Hi all,
I’m using WRFv4.5-CMAQv5.4 coupled model to conduct some sensitivity experiments. I used 28 cpus NPROCS = 28
for the simulation and found that the results of the two simulations deviated at the second hour, and the deviation would increase with the duration of the simulation. Even though I used exactly the same namelist, the microphysical mechanism should not contain random variables.
When I only ran it with 1 cpu NPROCS = 1
, I found that the simulation results of the two times were exactly the same. Someone reported that this is related to the randomness of the communication sequence between cpus.
Is there any way to eliminate this deviation while maintaining high efficiency? It takes a lot of time to run with only one cpu. If you are familiar with this, please give me some suggestions. Thanks.

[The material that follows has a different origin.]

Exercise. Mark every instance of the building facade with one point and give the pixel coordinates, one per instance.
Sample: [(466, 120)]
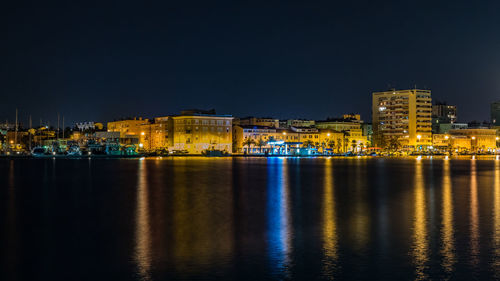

namelist.input.txt (7.2 KB)
You can see that there are deviations in some areas, and these areas are usually those with more cloud water QCLOUD
.
Liu
It is my experience that the initiation of convection is very sensitive to round-off error effects; this is an inherent problem (not an artifact of the modeling), because the initiation of convection in real life is likewise very sensitive. As soon as you get different initiation-times for two different simulations, those simulations will diverge ;-(
Hi Carlie
Can this problem be solved when the initiation-times of the two simulations are the same? For example, the start time in namelist.input &time_control
of both simulations is 2019.09.01 00:00:00, and the initial conditions and boundary conditions remain the same.
Liu
The problem is convective initiation, not model initialization. As soon as there is the possibility of numerical roundoff effects (which is, basically, always), then convective initiation happens at different times and the simulations diverge.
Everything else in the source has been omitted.